The federal government is looking at a menu of cuts including a public service hiring freeze and delaying current and election platform spending plans to avoid falling into a deficit, sources familiar with finance options say.

The federal government is looking at a menu of cuts including a public service hiring freeze and delaying current and election platform spending plans to avoid falling into a deficit, sources familiar with finance options say.

Prime Minister Stephen Harper and Finance Minister Jim Flaherty have been dismissing any possibility of running a deficit for months, including during the federal election campaign.

But as the reality of the financial crisis and economic slowdown sinks in, Harper has become less categorical and on Friday for the first time explicitly did not rule out a deficit.

At a news conference with European leaders in Quebec City, the prime minister said he saw no reason to think Ottawa's books won't be in balance in the 2008-2009 fiscal year, which ends March 31.

But of future years, he added: "I don't think we're in a position to know all of the information in that regard and I think it would be premature to speculate in that regard.

"I'll say very clearly that the government of Canada will maintain responsible fiscal policies and the government of Canada will ensure that whatever we do is in the long-run interest of the Canadian economy."

Spending pressures increase as economy declines

With the Canadian economy expected to grow little this year and next, revenues from corporate and personal income taxes as well as the GST will grow very slowly or decline, while spending pressures on everything from defence and business subsidies to social transfers will expand.

Deficits and accumulated debt ballooned at the federal level during the 1981-82 recession, when the jobless rate hit 13 per cent, and the early 1990s recession, when unemployment rose above 10 per cent.

In Ontario, the impact of the 1991-92 recession devastated the finances of Ontario's NDP government, pushing the provincial deficit towards $17 billion and forcing the government to cut spending and reduce wages in the public sector.

One source with knowledge of both the Finance Department and Flaherty told the Canadian Press that a deficit would be the least palatable of the options the finance minister would consider.

"Deficit financing would be probably the dead last option. They would go to great lengths to prevent a federal deficit," the insider said.

Possible spending cuts would include delaying until the end of the mandate campaign promises such as the two-cent a litre diesel fuel tax reduction, which would save the government $600 million a year.

Others include accelerating the current spending review program by increasing the number of departments affected and looking for outright savings rather than re-allocation of funds. Ottawa could also look at all current programs that have escalating costs and delaying or slowing future increases.

Transfers to provinces could be at risk

Even transfers to provinces and individuals would not be ruled out, one source said, if the fiscal hole is deemed sufficiently deep.

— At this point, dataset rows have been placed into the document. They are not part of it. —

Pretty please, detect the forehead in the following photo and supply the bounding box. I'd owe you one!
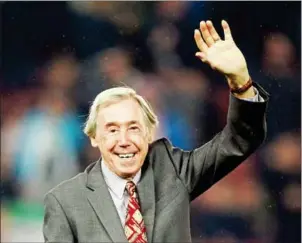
[98,99,144,125]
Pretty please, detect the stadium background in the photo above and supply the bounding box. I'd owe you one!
[0,1,301,243]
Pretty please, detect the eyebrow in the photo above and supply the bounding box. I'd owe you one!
[105,120,140,128]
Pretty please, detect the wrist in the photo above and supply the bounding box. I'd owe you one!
[227,71,250,89]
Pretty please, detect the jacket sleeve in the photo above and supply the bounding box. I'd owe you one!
[164,84,268,200]
[43,193,74,243]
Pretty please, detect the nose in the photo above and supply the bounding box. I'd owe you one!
[118,131,130,147]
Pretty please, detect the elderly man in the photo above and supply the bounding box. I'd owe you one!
[43,21,268,243]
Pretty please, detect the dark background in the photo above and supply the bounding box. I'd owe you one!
[0,1,301,243]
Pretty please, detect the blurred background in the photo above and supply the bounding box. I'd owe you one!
[0,1,301,243]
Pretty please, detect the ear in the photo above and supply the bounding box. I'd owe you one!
[90,138,98,148]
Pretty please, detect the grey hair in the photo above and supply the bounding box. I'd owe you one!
[84,87,159,138]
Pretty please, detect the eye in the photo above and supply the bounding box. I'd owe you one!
[109,128,118,133]
[130,125,139,131]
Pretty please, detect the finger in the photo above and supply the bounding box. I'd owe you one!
[206,20,221,42]
[194,30,208,52]
[195,52,207,62]
[221,20,233,40]
[200,21,214,47]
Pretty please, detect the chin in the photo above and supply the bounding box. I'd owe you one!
[120,166,140,178]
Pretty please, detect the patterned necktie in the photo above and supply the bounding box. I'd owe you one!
[125,181,147,243]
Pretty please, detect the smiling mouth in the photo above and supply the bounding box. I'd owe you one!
[116,153,136,159]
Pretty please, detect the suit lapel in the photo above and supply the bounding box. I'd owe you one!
[137,159,155,242]
[87,161,127,242]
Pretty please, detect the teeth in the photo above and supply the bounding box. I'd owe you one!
[119,154,134,159]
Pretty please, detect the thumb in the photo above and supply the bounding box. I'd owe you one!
[195,52,207,62]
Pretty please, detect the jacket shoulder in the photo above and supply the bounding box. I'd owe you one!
[46,172,87,199]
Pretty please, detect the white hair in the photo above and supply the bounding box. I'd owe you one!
[84,87,159,138]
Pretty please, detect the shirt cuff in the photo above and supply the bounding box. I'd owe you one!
[239,87,264,102]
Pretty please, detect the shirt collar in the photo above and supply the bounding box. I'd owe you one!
[101,160,142,199]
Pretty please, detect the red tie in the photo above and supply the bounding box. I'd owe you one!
[125,181,147,243]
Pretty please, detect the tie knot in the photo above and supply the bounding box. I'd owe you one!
[126,181,135,196]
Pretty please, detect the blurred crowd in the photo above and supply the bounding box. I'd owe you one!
[0,1,301,243]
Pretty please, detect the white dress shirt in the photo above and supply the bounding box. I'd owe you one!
[101,161,141,227]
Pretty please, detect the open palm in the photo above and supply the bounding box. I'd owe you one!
[194,20,247,77]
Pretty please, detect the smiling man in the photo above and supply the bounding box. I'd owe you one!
[43,21,268,243]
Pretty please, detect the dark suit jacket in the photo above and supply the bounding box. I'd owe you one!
[43,85,268,243]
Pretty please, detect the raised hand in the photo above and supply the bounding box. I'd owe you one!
[194,20,249,87]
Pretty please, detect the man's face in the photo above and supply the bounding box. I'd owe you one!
[91,99,149,178]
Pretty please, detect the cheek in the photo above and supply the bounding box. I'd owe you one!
[100,137,116,151]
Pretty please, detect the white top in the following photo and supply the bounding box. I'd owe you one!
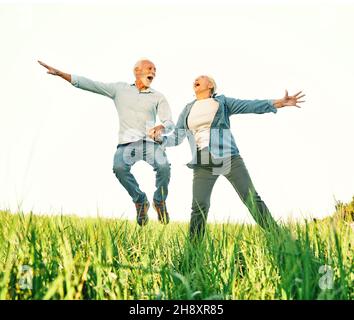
[188,98,219,150]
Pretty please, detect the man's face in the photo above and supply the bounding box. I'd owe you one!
[193,76,213,94]
[135,60,156,88]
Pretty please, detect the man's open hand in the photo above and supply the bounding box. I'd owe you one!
[273,90,305,108]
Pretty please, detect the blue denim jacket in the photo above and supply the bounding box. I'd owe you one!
[163,95,277,168]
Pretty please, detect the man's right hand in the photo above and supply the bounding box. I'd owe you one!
[38,60,71,82]
[38,60,59,76]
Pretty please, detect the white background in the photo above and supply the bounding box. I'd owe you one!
[0,1,354,221]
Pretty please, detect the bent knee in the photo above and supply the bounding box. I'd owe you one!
[113,164,130,176]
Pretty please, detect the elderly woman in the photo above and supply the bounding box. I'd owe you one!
[151,75,304,238]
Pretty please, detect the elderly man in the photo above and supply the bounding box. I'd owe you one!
[38,59,174,226]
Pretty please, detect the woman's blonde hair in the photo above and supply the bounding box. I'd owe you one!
[206,76,216,95]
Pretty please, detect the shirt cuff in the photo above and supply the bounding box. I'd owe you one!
[71,74,79,88]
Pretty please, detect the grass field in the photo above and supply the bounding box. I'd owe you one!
[0,206,354,299]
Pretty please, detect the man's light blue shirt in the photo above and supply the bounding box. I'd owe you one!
[71,75,174,144]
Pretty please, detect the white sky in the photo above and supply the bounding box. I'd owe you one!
[0,1,354,222]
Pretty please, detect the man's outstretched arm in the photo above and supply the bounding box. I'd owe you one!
[38,61,116,99]
[38,60,71,83]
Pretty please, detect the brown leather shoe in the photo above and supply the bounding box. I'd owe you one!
[152,200,170,224]
[135,200,150,227]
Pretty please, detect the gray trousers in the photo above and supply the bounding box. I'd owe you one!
[189,156,278,238]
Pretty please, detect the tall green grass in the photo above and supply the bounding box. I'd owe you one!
[0,211,354,299]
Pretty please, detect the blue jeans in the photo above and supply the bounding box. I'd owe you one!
[113,140,171,203]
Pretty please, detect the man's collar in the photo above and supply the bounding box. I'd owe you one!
[130,83,155,93]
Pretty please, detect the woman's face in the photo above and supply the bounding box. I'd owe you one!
[193,76,213,94]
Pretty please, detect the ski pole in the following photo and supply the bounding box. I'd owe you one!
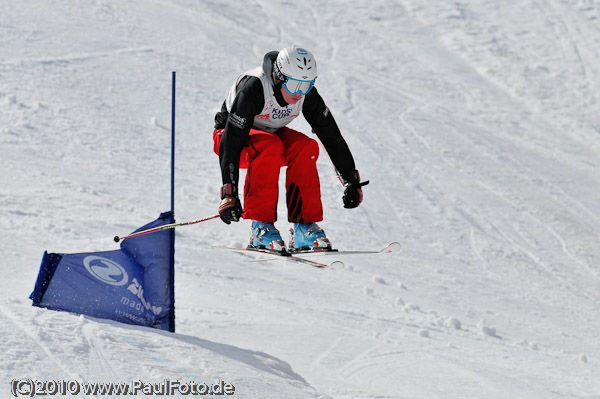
[320,142,369,188]
[114,215,219,242]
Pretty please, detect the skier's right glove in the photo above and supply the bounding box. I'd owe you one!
[342,170,369,209]
[219,183,244,224]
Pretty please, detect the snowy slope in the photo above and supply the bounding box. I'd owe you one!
[0,0,600,399]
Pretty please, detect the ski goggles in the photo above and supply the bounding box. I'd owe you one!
[283,77,315,96]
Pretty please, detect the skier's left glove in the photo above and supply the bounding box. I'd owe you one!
[342,170,369,209]
[219,183,244,224]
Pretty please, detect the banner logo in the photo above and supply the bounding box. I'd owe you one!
[83,255,129,285]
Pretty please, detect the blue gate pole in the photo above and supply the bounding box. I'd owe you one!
[171,71,175,217]
[169,71,175,333]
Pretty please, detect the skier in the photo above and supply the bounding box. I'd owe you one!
[213,46,368,252]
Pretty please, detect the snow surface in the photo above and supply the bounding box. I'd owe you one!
[0,0,600,399]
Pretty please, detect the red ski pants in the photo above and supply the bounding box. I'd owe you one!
[213,127,323,223]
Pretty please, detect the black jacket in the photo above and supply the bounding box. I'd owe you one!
[215,51,356,192]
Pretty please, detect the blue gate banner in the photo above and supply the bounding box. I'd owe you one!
[29,212,175,332]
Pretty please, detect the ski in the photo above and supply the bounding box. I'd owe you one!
[213,246,344,269]
[291,242,401,256]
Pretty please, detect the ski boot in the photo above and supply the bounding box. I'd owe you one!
[248,220,287,253]
[290,223,332,252]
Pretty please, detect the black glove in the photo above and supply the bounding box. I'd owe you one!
[219,183,244,224]
[342,170,369,209]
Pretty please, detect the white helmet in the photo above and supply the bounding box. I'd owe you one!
[273,46,317,95]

Flaherty will lay out his projections for the economy and government revenues and spending when he tables his fall fiscal update at the end of November.

In his last budget in February, the minister projected a $2.3-billion surplus this fiscal year and a $1.3-billion surplus in 2009-2010.

Merrill Lynch economist David Wolf and TD Bank chief economist Don Drummond both analyzed the changed economic outlook and predict the federal government is headed for a $10-billion deficit in 2009-10. As well, both project deficits several years down the road, which would cause considerable political problems for the Harper government.

Under Drummond's analysis, Ontario becomes a have-not province and will collect equalization payments receiving $400 million next year and $1.3 billion in 2010.

While the $10-billion shortfall for Ottawa does not represent a sizeable portion of a $250-billion budget, Drummond points out about half the spending is on hard-to-touch programs such as Old Age Security, defence, or transfers to provinces for education, health care and social programs.

The best option, said Drummond, a former senior finance department official, is for Ottawa to accept some kind of deficit next year but slash spending in future years so that the problem is short-lived.

"You can't wipe out $10 billion coming up that quickly," he said. "But a one-year deficit is not such a bad thing. The thing that troubles me is that it goes on for four years and that's a bad thing because you don't want to go back to the situation we had in the '80s."

To bring the budget back in balance after 2009, Drummond said the government would need to limit program increases from the current projected four per cent to about two per cent.